The telecom standards are not really law although the NEC does reference them in a FPN. But you may be bound by a contract spec and those standards might be considered a best practice. By the way, those same standards limit you to 270 degrees of bend rather than 360. 

Cat 6 cable varies quite a bit in diameter so some you're limited to three to stay under 40% in 3/4", some you're good with 5. But unless you have to use a lot of tension to pull it in, it won't make a bit of difference on the cable's performance.


----------



## VELOCI3 (Aug 15, 2019)

BICSI standards are suggestions only


Sent from my iPhone using Tapatalk


----------



## kb1jb1 (Nov 11, 2017)

Check the 2017 code about POE. To me it was sort of confusing because I do not do much POE work where the heat could build up. Regular Cat 5 or Cat 6 cables might have to be rated for limited power wiring also. CMPLP. ??


----------



## Easy (Oct 18, 2017)

I probably could have jammed 7 into 3/4" but that would have been hard on the cable for sure. As for cable abuse. I agree that is a major concern with such a baby size conductor. I was very gentle when I pulled in the cat-6. It was the thin stuff not that gel filled triple shield underground cable. yuck!


----------



## Easy (Oct 18, 2017)

270 degrees, 270 degrees , 100 times 
I love learning new things


----------



## splatz (May 23, 2015)

kb1jb1 said:


> Check the 2017 code about POE. To me it was sort of confusing because I do not do much POE work where the heat could build up.
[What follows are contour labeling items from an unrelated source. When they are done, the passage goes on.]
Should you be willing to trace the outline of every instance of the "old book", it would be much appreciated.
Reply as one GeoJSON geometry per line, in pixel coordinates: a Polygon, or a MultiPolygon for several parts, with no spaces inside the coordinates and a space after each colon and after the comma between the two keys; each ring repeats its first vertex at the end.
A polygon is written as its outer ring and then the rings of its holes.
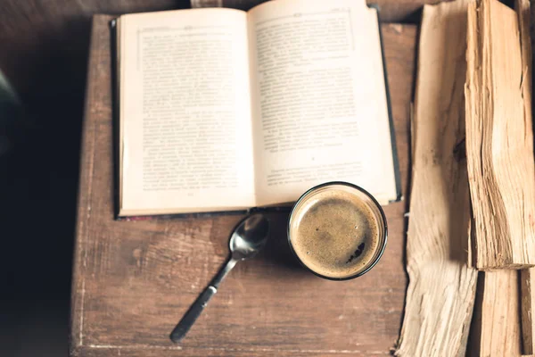
{"type": "Polygon", "coordinates": [[[280,0],[117,20],[119,215],[400,196],[377,12],[280,0]]]}
{"type": "Polygon", "coordinates": [[[468,12],[466,155],[479,270],[535,264],[533,134],[516,13],[498,0],[468,12]]]}
{"type": "MultiPolygon", "coordinates": [[[[514,11],[518,16],[520,30],[520,44],[522,51],[522,66],[525,71],[526,85],[523,87],[524,99],[524,120],[527,125],[532,125],[531,114],[531,38],[530,36],[531,6],[529,0],[516,0],[514,11]]],[[[520,310],[522,324],[522,347],[523,354],[535,354],[535,268],[524,269],[520,271],[520,310]]]]}
{"type": "Polygon", "coordinates": [[[469,353],[479,357],[520,357],[518,271],[480,274],[469,353]]]}
{"type": "Polygon", "coordinates": [[[477,270],[466,264],[467,0],[425,5],[420,29],[407,234],[409,284],[398,356],[465,356],[477,270]]]}

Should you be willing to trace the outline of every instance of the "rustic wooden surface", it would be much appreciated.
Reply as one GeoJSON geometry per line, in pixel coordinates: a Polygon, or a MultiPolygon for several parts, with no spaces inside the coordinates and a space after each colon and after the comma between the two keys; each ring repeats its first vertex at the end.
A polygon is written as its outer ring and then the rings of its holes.
{"type": "MultiPolygon", "coordinates": [[[[78,197],[70,353],[75,356],[358,355],[390,353],[407,277],[405,202],[384,208],[386,252],[347,282],[297,265],[284,214],[257,259],[239,263],[180,346],[169,334],[224,262],[240,216],[113,220],[108,16],[95,18],[78,197]]],[[[416,29],[383,25],[403,187],[416,29]]],[[[405,192],[407,192],[405,190],[405,192]]]]}
{"type": "Polygon", "coordinates": [[[425,5],[415,94],[409,284],[397,356],[464,356],[477,271],[467,267],[470,194],[465,140],[469,0],[425,5]],[[444,323],[448,321],[448,323],[444,323]]]}

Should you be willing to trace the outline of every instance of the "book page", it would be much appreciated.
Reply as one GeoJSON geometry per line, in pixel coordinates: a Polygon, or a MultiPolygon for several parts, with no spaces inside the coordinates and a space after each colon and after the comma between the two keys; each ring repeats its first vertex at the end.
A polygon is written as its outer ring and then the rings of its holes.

Regular Cat 5 or Cat 6 cables might have to be rated for limited power wiring also. CMPLP. ??


The CM rating is higher than the CL's, so you can use CMR / CMP without issue. 

Table 725.154(G) - Cable Substitutions


----------



## macmikeman (Jan 23, 2007)

As far as electrical inspection goes I always hear the same two things regarding Cat rated cables: independent secured above drop ceilings. And we have inspectors who demand cables be identified with a label at both ends and the faceplate on the jack as well. just cause they are inspectors........ Oh and the other one is plenum rated. After that, anything goes.................


----------



## kb1jb1 (Nov 11, 2017)

The 2017 code addresses cable bundling and wattage of the devices. It is a new section 725.144.


----------